The S&P 500 rose Thursday thanks to Nvidia, though investors were on edge after President Donald Trump said Canada and Mexico tariffs would go on as planned and an additional tariff would be placed on China.

The broad market index traded 0.5% higher, while the Nasdaq Composite advanced 0.7%. The Dow Jones Industrial Average traded 68 points higher, or 0.2%.

Trump in a post on Truth Social said the proposed tariffs of 25% on Mexico and Canada will take effect on March 4 because the countries had yet to curb the flow of drugs over the border by enough. The president added that an additional 10% tariff on China would be added on top of the 10% levy already in place.

Nvidia rose 2% after the chip giant exceeded fourth-quarter estimates on the top and bottom lines, easing some concerns that the AI trade was in trouble. The company issued strong guidance, reflecting continued demand driven by the artificial intelligence race.

Snowflake jumped 12% after the cloud-based data storage company reported fourth-quarter earnings of 30 cents a share on revenue of $986.8 million, beating Wall Street estimates for earnings of 18 cents on revenue of $957 million.

Other tech shares also gained on Thursday following Nvidia’s strong results. Broadcom and Tesla climbed around 2.3%. each.

“Although revenue growth has decelerated, Nvidia’s 78% YoY increase remains impressive given its scale, underscoring strong demand for AI infrastructure,” said Ido Caspi, research analyst at Global X. “This robust performance should similarly alleviate investor concerns about potential slowdowns stemming from emerging competitors like DeepSeek.”

Besides Trump’s tariff declaration, a jump in jobless claims also weighed on sentiment by adding to recent concerns of economic softening. Jobless claims for the week ending Feb. 22 came in at 242,000. This was up 22,000 from the previous week’s revised level and higher than the Dow Jones estimate for 225,000, according to a Labor Department report Thursday.

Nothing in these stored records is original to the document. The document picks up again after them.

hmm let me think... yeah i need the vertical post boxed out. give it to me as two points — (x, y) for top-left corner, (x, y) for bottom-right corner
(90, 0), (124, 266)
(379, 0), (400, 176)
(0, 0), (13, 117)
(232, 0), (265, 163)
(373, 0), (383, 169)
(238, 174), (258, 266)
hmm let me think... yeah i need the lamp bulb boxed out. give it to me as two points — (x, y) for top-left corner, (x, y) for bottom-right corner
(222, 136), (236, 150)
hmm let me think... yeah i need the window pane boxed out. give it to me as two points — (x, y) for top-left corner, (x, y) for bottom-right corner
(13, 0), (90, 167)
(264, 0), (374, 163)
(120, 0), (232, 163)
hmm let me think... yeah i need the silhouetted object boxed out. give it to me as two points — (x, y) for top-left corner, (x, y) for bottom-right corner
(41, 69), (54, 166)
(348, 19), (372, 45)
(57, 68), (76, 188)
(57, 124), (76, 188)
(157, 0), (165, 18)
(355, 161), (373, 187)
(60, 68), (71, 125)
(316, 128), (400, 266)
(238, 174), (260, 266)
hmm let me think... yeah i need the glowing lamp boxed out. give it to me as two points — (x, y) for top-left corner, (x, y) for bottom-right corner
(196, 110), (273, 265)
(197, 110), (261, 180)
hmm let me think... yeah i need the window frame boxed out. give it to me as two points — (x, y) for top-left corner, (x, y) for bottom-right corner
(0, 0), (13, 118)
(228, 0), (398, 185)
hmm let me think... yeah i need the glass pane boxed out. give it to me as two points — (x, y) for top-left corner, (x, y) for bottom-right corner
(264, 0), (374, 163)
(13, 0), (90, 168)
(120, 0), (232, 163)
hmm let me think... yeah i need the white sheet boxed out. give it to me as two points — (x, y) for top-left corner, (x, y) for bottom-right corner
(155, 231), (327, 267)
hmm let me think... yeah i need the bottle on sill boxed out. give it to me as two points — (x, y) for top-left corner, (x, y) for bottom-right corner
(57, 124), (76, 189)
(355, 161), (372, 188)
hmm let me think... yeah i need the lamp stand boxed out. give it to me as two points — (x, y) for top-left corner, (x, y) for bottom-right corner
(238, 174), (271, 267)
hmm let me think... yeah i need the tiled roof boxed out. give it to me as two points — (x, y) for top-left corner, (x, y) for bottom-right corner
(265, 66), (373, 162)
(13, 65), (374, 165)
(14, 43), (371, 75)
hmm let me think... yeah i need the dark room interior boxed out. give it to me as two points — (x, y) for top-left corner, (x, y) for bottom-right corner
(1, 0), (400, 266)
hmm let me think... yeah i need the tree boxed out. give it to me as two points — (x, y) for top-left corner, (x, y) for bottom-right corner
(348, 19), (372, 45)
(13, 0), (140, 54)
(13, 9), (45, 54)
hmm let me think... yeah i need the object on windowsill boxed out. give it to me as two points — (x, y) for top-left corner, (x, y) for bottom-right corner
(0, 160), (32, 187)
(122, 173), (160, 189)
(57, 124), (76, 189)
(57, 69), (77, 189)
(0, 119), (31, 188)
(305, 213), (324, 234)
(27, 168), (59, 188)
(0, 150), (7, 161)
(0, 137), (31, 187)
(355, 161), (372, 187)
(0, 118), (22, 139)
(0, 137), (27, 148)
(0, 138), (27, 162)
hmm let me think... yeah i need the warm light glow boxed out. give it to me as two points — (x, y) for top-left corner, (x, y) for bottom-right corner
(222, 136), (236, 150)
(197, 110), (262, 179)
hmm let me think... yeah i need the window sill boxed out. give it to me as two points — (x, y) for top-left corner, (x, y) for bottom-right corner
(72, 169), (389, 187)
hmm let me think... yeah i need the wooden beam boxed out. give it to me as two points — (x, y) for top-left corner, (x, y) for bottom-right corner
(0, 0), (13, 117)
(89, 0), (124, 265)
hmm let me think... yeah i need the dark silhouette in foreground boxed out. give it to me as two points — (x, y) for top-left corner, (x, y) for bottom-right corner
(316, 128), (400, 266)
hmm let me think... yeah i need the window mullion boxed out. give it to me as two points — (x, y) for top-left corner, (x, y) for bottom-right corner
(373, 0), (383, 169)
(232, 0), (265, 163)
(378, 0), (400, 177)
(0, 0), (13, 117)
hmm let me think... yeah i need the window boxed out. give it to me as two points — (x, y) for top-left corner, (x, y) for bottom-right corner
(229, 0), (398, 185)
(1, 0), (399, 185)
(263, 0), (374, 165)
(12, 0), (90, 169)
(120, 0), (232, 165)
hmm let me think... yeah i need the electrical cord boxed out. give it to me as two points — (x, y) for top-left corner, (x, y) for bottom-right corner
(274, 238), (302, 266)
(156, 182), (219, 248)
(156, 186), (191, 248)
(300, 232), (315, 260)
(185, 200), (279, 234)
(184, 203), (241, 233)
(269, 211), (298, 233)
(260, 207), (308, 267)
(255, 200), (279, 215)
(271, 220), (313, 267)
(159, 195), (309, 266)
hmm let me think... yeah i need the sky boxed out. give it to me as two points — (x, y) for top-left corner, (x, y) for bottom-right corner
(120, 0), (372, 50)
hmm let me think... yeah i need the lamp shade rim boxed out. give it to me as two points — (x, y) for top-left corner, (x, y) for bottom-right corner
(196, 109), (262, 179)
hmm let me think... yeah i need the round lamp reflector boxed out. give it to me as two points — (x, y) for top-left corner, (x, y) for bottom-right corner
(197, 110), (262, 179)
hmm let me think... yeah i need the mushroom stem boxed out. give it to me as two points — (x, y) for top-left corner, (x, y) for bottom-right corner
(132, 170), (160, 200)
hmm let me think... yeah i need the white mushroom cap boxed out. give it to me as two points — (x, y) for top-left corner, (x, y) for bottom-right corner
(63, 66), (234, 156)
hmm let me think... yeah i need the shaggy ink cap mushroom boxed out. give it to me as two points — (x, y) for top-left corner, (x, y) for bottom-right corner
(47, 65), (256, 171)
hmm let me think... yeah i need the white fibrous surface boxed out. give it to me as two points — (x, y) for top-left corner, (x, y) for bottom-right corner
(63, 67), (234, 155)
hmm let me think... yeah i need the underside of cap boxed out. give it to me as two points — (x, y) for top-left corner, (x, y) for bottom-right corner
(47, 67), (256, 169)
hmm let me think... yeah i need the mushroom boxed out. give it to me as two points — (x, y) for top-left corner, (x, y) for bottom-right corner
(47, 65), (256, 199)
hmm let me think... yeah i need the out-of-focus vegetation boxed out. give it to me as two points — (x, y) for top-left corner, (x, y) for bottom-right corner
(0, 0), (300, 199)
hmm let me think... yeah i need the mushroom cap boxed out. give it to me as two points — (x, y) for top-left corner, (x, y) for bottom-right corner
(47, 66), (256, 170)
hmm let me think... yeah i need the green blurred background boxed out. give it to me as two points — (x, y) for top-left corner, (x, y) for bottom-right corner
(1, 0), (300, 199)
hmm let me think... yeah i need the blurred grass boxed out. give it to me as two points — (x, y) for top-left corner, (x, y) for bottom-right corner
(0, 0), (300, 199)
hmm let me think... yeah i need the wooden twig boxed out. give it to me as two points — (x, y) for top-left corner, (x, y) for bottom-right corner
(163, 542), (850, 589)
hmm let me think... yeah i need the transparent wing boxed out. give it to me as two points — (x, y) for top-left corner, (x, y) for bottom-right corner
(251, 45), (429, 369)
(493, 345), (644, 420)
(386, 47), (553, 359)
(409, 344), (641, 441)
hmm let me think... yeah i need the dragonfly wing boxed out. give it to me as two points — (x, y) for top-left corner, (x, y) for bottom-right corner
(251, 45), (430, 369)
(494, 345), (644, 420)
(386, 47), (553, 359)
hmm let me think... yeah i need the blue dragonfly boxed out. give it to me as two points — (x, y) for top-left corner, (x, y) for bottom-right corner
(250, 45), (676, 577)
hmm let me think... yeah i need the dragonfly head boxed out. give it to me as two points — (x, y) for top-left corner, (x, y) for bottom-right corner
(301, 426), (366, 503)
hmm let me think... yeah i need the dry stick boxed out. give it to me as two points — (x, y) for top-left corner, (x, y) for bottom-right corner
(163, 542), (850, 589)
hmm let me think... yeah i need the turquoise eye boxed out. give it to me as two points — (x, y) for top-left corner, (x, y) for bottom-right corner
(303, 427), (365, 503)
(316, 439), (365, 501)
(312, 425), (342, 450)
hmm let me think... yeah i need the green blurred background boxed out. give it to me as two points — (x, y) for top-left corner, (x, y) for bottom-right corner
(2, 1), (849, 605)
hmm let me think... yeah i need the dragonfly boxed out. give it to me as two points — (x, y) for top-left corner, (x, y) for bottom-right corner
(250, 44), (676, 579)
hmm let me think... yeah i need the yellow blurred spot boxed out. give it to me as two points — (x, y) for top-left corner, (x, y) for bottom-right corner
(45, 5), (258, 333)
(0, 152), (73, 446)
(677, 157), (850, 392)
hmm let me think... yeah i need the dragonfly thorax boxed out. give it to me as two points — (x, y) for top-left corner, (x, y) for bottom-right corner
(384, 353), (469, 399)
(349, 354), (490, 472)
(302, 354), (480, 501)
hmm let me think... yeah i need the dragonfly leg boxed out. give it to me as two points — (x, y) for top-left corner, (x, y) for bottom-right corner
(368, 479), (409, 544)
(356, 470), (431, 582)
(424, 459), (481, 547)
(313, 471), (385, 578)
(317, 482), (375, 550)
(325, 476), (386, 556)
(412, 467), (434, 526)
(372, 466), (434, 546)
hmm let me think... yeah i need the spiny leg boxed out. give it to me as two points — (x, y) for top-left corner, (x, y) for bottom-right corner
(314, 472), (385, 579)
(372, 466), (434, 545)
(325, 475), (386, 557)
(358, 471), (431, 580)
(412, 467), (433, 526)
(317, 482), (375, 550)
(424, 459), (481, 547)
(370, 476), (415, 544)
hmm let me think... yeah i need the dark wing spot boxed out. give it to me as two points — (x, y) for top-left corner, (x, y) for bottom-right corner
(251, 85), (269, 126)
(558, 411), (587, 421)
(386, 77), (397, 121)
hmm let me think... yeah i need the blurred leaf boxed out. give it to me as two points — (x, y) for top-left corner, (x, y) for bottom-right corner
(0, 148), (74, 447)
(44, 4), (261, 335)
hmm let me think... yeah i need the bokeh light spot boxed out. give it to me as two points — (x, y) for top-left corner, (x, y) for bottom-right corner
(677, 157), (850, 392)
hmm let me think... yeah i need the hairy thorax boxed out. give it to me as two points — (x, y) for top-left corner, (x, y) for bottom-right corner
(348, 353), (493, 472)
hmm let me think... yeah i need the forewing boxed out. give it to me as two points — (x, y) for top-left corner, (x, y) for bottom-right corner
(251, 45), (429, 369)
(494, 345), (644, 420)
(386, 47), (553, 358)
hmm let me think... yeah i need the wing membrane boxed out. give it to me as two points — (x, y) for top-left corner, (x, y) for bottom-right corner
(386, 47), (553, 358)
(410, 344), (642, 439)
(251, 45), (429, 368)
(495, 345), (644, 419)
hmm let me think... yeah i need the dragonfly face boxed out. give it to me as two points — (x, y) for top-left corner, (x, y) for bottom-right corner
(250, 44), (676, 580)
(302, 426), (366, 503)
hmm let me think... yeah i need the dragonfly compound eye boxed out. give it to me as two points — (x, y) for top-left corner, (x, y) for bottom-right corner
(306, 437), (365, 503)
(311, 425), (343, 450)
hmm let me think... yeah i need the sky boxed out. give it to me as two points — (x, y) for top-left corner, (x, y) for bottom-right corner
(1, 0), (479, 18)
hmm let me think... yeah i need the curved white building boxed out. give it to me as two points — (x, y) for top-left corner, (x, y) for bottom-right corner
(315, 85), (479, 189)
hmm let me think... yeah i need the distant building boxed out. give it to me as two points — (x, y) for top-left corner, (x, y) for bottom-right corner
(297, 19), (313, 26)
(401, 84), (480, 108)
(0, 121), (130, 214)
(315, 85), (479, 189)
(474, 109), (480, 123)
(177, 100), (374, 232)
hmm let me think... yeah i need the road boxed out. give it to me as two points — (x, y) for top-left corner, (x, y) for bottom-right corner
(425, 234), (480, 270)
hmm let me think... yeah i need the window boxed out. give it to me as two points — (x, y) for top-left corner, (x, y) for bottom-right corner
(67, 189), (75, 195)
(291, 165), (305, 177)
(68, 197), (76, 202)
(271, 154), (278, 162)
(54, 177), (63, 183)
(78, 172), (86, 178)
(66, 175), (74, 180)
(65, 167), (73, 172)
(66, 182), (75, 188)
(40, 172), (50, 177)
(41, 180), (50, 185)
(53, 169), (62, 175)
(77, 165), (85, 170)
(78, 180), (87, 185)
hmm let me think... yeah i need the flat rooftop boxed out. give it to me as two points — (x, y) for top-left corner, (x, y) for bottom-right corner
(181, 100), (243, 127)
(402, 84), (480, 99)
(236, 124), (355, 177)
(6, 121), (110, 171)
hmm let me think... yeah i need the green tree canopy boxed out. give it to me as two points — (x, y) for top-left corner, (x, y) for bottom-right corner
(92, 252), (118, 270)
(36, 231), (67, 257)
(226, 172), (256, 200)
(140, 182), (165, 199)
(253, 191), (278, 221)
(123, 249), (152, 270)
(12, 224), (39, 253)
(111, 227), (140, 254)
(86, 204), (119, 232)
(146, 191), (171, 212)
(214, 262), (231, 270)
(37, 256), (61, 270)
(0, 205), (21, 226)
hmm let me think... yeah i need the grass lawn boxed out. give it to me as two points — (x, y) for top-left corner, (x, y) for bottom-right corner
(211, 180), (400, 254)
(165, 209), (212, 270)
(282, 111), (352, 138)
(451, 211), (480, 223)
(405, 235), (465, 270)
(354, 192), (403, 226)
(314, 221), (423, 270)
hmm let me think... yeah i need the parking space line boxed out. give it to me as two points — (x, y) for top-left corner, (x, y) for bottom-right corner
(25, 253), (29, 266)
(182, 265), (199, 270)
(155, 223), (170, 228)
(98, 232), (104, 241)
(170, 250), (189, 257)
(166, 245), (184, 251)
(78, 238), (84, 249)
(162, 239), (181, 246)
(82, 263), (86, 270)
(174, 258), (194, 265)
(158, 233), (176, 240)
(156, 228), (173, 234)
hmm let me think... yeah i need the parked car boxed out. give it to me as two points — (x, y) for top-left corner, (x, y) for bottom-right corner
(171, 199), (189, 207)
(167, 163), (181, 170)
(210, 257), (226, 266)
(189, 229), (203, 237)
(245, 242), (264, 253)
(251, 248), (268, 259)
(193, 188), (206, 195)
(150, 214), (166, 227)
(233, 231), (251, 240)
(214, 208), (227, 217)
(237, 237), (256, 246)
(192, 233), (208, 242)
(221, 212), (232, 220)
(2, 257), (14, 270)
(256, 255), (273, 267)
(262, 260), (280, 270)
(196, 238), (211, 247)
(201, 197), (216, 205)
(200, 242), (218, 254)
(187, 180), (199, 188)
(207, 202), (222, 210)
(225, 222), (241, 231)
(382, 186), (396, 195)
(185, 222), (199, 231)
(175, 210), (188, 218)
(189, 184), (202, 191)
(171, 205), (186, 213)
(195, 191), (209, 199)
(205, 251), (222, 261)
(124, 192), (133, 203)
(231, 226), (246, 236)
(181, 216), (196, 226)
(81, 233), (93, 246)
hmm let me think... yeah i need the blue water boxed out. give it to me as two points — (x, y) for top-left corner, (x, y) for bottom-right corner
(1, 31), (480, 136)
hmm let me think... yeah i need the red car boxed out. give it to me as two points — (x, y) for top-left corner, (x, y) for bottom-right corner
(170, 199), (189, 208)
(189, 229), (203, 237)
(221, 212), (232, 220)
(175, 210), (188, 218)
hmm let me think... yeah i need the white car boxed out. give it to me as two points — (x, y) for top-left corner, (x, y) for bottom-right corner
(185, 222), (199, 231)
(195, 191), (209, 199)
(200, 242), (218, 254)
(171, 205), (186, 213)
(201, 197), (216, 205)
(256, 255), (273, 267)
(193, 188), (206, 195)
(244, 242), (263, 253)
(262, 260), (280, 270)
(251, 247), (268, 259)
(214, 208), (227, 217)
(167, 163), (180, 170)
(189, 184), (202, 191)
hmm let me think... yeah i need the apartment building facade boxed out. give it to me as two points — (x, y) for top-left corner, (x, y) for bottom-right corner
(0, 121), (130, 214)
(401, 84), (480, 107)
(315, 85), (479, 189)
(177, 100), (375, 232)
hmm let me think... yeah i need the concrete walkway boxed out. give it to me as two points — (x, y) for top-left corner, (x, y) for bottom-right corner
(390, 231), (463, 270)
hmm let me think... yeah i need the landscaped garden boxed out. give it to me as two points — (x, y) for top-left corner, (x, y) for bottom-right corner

This comes on the back of several other recent economic reports — including a softer-than-expected consumer confidence reading, disappointing retail sales numbers and a weak consumer sentiment reading — which have rattled stocks and raised worries about the health of the U.S. economy.

Traders are now looking ahead to Friday’s personal consumption expenditures price index — the Federal Reserve’s preferred inflation gauge.

The S&P 500 traded barely above the flatline on Wednesday ending its four-day streak of losses. The 30-stock Dow dropped 188 points, or about 0.4%, while the tech-heavy Nasdaq Composite added nearly 0.3%. With just two trading sessions left in February, all three major averages are on pace to finish lower. The broad market index has dropped 1.4%, while the Dow and the Nasdaq have declined more than 2% each.